Our brain is an amazingly complex, with billions of elements that every second produce about one hundred, two hundred or three hundred signals. The brain is often compared with the computer, but scientists today still have a better understanding of brain function and the comparison seems to be inadequate. The brain is basically a chemical rather than an electrical system. Numerous chemical reactions are taking place at each station, which is quite different from the principle of a computer work. In addition, no one is programming the brain, it is the body that anticipates and resolves problems in advance, and it works by itself, unlike the computer.
When you are sleeping, your brain is so smart to protect your body from doing what you dream. If you dream to run, your brain knows you are dreaming. About 12 percent of people dream in a purely black and white variant, while others dream in color.
- 1.3 kg weighs the average human brain.
- 4 to 6 minutes the brain can be oxygen-free before it begins to die.
- For 8 to 10 seconds it is necessary to lose awareness of the loss of blood.
- 75 percent of the brain is water.
- 161,000 kilometers is the length of the blood vessels in the brain.
- 1,000 to 10,000 synapses (where the signal is transmitted from one nerve to another) is located on each nerve cell in the brain.
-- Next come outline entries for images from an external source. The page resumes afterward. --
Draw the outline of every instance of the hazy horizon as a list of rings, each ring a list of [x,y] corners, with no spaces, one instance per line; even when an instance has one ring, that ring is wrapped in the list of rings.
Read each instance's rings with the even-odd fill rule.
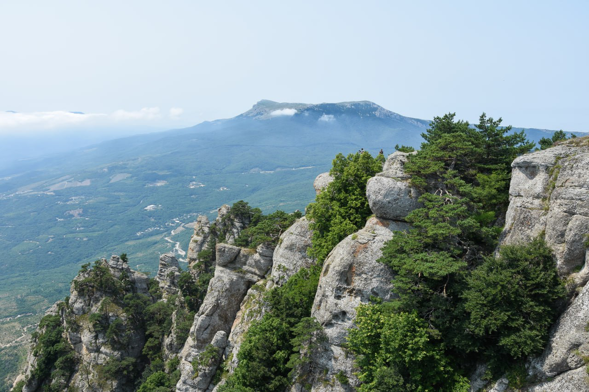
[[[584,2],[33,4],[0,5],[0,135],[182,128],[262,99],[588,130]]]

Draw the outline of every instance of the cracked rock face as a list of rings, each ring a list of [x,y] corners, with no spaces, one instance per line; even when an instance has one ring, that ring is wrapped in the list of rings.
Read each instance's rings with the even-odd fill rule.
[[[545,380],[584,365],[581,356],[589,356],[588,323],[589,284],[586,284],[552,327],[544,353],[530,361],[530,374]]]
[[[320,174],[315,178],[315,180],[313,183],[313,187],[315,189],[315,193],[319,195],[319,192],[326,188],[329,183],[333,180],[333,177],[329,174],[329,172]]]
[[[209,222],[209,218],[204,215],[198,216],[194,225],[194,232],[188,246],[188,252],[186,253],[186,260],[189,266],[197,261],[198,252],[206,249],[210,226],[211,223]]]
[[[589,146],[574,140],[513,162],[500,239],[501,244],[525,243],[544,232],[562,275],[584,263],[589,233]]]
[[[178,279],[180,277],[180,264],[173,253],[166,253],[160,257],[160,266],[155,275],[164,299],[178,294]]]
[[[324,374],[311,374],[314,391],[352,391],[359,381],[353,371],[353,356],[343,349],[348,330],[352,328],[356,307],[368,303],[370,297],[391,298],[390,269],[376,260],[382,254],[385,242],[394,230],[404,230],[404,222],[370,218],[365,227],[348,236],[333,249],[323,264],[311,316],[323,326],[327,341],[315,359]],[[349,383],[342,384],[335,377],[343,371]],[[292,390],[299,390],[295,386]]]
[[[307,254],[313,236],[309,225],[309,222],[303,217],[280,236],[273,257],[271,274],[274,284],[282,286],[301,268],[308,268],[315,262]]]
[[[407,162],[407,157],[416,153],[416,152],[395,151],[386,158],[385,165],[382,166],[382,172],[376,175],[389,178],[398,178],[401,180],[409,179],[411,176],[405,172],[405,163]]]
[[[366,197],[370,209],[383,219],[401,220],[413,210],[423,207],[421,196],[405,181],[377,176],[366,183]]]
[[[423,207],[419,192],[409,183],[405,172],[407,157],[415,153],[396,151],[386,159],[383,171],[366,183],[370,209],[383,219],[403,220],[413,210]]]
[[[214,276],[179,356],[181,377],[176,385],[177,391],[205,391],[209,387],[240,304],[250,287],[263,279],[272,266],[269,253],[262,246],[253,250],[217,244]],[[200,363],[200,359],[206,356],[211,345],[217,350],[216,356],[204,368],[197,366],[198,370],[195,371],[194,364]]]

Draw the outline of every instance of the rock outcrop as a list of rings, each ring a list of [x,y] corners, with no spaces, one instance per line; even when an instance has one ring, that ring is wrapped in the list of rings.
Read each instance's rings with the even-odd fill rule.
[[[535,383],[525,390],[589,391],[584,360],[589,358],[589,267],[585,264],[589,142],[570,139],[519,156],[511,166],[509,205],[499,245],[525,243],[543,234],[560,274],[580,292],[551,329],[544,352],[528,360],[529,380]],[[508,390],[507,379],[503,380],[492,390]]]
[[[315,189],[315,193],[319,195],[319,192],[326,188],[329,183],[333,180],[333,177],[329,174],[329,172],[320,174],[315,178],[315,180],[313,183],[313,187]]]
[[[313,359],[322,371],[306,377],[312,391],[352,391],[358,386],[353,356],[344,349],[348,330],[353,327],[356,307],[360,303],[369,303],[371,297],[391,298],[393,275],[376,260],[393,231],[408,228],[404,222],[370,218],[363,229],[337,244],[325,260],[311,316],[321,324],[327,340]],[[348,383],[338,381],[340,372]],[[303,390],[296,385],[292,390]]]
[[[382,166],[382,172],[376,175],[380,177],[396,178],[399,180],[408,180],[411,176],[405,173],[405,163],[409,155],[417,153],[415,152],[401,152],[395,151],[386,158],[385,164]]]
[[[211,223],[204,215],[199,215],[194,225],[194,232],[190,238],[186,253],[186,261],[191,266],[197,261],[198,252],[207,249],[210,236]]]
[[[253,250],[220,243],[216,260],[214,276],[180,354],[181,376],[176,388],[181,392],[209,387],[240,305],[270,269],[272,251],[263,246]]]
[[[366,197],[370,210],[383,219],[402,220],[422,207],[419,192],[409,183],[403,170],[409,153],[396,151],[387,158],[383,171],[368,180]]]
[[[160,257],[160,266],[155,275],[160,289],[166,300],[170,296],[178,294],[178,279],[180,276],[180,264],[173,253],[165,253]]]
[[[588,326],[589,284],[586,284],[552,327],[544,353],[530,361],[530,375],[536,379],[547,380],[584,367],[584,359],[589,359]],[[568,378],[562,378],[565,379]],[[589,389],[589,384],[587,385]]]
[[[525,243],[544,233],[562,275],[584,263],[589,233],[589,146],[575,140],[514,161],[500,239],[502,244]]]

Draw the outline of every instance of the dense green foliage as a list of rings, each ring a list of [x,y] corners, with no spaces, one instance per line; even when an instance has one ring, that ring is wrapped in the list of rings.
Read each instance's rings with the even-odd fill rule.
[[[252,323],[241,344],[239,364],[221,391],[271,392],[290,385],[289,373],[302,364],[297,356],[302,331],[299,323],[310,315],[319,282],[320,267],[303,269],[282,287],[264,295],[270,311]]]
[[[483,113],[473,128],[454,118],[435,118],[405,166],[423,207],[379,259],[395,274],[397,297],[360,307],[350,332],[366,390],[464,390],[456,372],[481,355],[498,375],[541,349],[563,295],[541,239],[492,256],[510,163],[533,143],[501,119]]]
[[[499,257],[485,257],[472,272],[462,293],[465,330],[477,341],[465,349],[482,347],[499,367],[541,351],[565,293],[543,239],[502,247]]]
[[[284,230],[301,216],[300,212],[287,214],[280,210],[260,216],[257,222],[240,233],[235,244],[251,248],[264,243],[276,246]]]
[[[372,212],[366,197],[366,182],[382,171],[385,157],[368,152],[337,154],[329,174],[333,180],[307,207],[313,230],[309,254],[323,262],[333,247],[364,226]]]
[[[392,313],[381,304],[356,310],[358,327],[350,330],[348,341],[361,369],[359,392],[468,390],[444,343],[416,313]]]

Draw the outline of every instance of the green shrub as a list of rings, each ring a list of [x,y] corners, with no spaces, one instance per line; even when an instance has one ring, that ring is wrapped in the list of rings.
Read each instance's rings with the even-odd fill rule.
[[[379,304],[356,310],[356,328],[349,330],[348,344],[361,369],[360,392],[468,390],[444,343],[416,313],[389,313]]]
[[[541,238],[504,246],[467,279],[462,294],[465,328],[494,363],[502,366],[540,352],[565,293],[551,250]]]
[[[327,187],[307,207],[313,230],[309,253],[322,263],[340,241],[364,226],[372,215],[366,196],[366,182],[382,170],[385,158],[368,152],[337,154],[329,173]]]
[[[246,334],[237,359],[239,364],[221,391],[270,392],[282,390],[290,384],[288,362],[299,353],[297,342],[300,321],[310,316],[320,268],[302,269],[282,287],[264,295],[270,311],[252,323]],[[291,366],[296,364],[293,361]]]
[[[259,218],[257,223],[241,232],[235,240],[235,244],[251,248],[263,243],[276,246],[280,235],[301,216],[300,212],[287,214],[280,210],[263,215]]]

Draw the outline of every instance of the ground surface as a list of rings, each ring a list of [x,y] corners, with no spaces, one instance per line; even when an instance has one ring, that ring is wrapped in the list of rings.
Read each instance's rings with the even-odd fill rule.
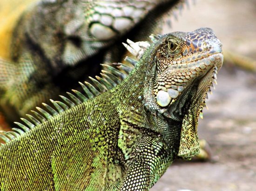
[[[209,27],[224,49],[256,59],[256,0],[201,0],[185,9],[173,30]],[[226,64],[217,82],[199,127],[216,162],[176,161],[151,191],[256,190],[256,74]]]

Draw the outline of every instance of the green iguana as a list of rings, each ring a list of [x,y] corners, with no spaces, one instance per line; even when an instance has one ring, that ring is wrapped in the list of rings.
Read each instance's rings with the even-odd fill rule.
[[[139,59],[126,58],[131,71],[105,65],[111,72],[92,78],[95,87],[81,83],[73,101],[52,100],[55,108],[22,119],[23,130],[3,132],[1,191],[146,191],[175,158],[198,153],[198,118],[222,45],[206,28],[151,38],[124,45]]]
[[[77,89],[77,82],[100,73],[99,63],[122,60],[126,53],[119,42],[146,40],[150,34],[161,33],[162,15],[183,3],[17,0],[0,2],[4,13],[0,37],[7,42],[2,46],[0,42],[0,57],[7,60],[0,60],[0,110],[9,122],[24,117],[42,102],[49,103],[50,98]],[[8,8],[7,4],[13,7]]]

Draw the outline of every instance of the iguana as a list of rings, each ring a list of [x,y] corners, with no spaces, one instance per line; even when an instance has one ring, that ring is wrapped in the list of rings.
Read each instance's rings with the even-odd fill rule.
[[[126,58],[133,70],[104,65],[111,72],[92,78],[95,87],[81,83],[74,101],[52,100],[55,108],[38,108],[23,130],[1,135],[1,191],[148,190],[175,158],[198,153],[222,45],[207,28],[151,38],[124,45],[138,58]]]
[[[12,122],[78,89],[78,81],[99,74],[99,63],[124,57],[118,42],[161,33],[162,15],[183,3],[1,0],[0,57],[7,61],[0,61],[0,110]]]

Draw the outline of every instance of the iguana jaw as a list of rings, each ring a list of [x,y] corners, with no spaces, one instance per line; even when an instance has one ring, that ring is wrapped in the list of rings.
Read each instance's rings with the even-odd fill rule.
[[[196,83],[196,96],[191,99],[187,113],[184,116],[181,132],[181,139],[178,156],[184,159],[190,159],[199,153],[199,143],[197,135],[198,117],[202,118],[202,109],[206,106],[207,92],[210,91],[213,81],[216,82],[216,74],[223,62],[223,55],[216,54],[215,64]]]

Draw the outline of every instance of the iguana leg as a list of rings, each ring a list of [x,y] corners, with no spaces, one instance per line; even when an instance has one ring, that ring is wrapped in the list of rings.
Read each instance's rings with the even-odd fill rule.
[[[143,140],[135,148],[120,191],[148,191],[173,160],[173,154],[159,139]]]

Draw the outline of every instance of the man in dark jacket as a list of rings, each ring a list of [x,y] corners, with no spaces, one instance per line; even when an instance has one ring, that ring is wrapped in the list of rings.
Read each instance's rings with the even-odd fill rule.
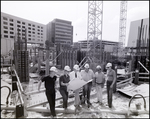
[[[47,100],[48,100],[48,103],[50,106],[51,114],[53,117],[56,116],[56,113],[55,113],[55,97],[56,97],[55,81],[56,81],[57,77],[55,76],[55,74],[56,74],[56,67],[51,67],[50,75],[42,76],[39,86],[38,86],[38,90],[40,90],[41,83],[45,82],[45,88],[46,88],[45,94],[46,94],[46,97],[47,97]]]
[[[65,110],[67,109],[67,104],[68,104],[68,91],[67,91],[67,86],[70,81],[70,76],[69,72],[71,71],[69,66],[64,67],[64,75],[62,75],[59,79],[59,84],[60,84],[60,94],[62,95],[63,98],[63,108]]]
- 100 billion nerve cells are in the brain.
The brain, by itself, has no pain receptors and therefore can not feel the pain. Common headache is not caused by the stimulation of such receptors in the brain.
Although some animals have a larger brain, such as an elephant, the human brain accounts for 2% of the total body weight (ie 0.15% of the elephant), meaning that people have the biggest brain in terms of body size.
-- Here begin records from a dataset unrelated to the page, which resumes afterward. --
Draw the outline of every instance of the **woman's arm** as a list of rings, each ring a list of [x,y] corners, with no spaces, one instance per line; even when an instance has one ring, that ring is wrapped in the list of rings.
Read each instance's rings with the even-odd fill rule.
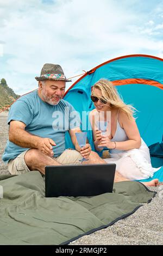
[[[108,138],[103,137],[101,146],[107,147],[110,149],[121,150],[139,148],[141,146],[141,137],[134,118],[129,120],[126,113],[122,111],[119,113],[119,123],[124,130],[128,139],[124,142],[111,142]]]

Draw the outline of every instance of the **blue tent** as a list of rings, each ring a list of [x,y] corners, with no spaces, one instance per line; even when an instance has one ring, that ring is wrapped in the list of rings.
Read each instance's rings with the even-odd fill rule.
[[[147,145],[160,142],[163,134],[163,59],[134,54],[106,62],[77,80],[66,92],[64,99],[80,114],[91,111],[94,108],[90,99],[91,87],[101,78],[112,81],[124,102],[137,110],[136,123]],[[90,131],[88,139],[93,149]],[[68,136],[66,142],[67,147],[72,147]]]

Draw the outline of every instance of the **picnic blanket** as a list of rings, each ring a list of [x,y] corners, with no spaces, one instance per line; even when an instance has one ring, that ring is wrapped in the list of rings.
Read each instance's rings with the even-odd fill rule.
[[[123,181],[112,193],[45,198],[37,171],[0,175],[0,190],[1,245],[67,244],[134,213],[155,194],[139,182]]]

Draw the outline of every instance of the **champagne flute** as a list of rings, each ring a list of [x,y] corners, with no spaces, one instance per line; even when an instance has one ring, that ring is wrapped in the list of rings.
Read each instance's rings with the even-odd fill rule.
[[[83,148],[83,147],[85,146],[87,132],[76,132],[76,136],[79,147],[80,147],[80,148]],[[83,157],[82,159],[79,161],[83,162],[84,161],[87,160],[88,159]]]
[[[101,131],[102,135],[105,136],[108,121],[97,121],[96,122],[97,126],[98,131]],[[97,146],[101,149],[104,149],[105,147]]]

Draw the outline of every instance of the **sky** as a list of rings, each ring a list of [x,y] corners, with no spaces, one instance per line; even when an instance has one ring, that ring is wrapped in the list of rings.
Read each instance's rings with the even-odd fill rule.
[[[17,94],[45,63],[70,78],[139,53],[163,58],[163,0],[0,0],[0,79]]]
Children who learn two languages before the fifth year change the structure of the brain, and as adults have denser gray matter. If you read aloud or often talk to young children, you encourage their brain development.
On average, people have 70,000 thoughts every day. Alberta Einstein’s brain was similar in size to most other people. But areas responsible for mathematics and spatial perception were 35% wider than the average.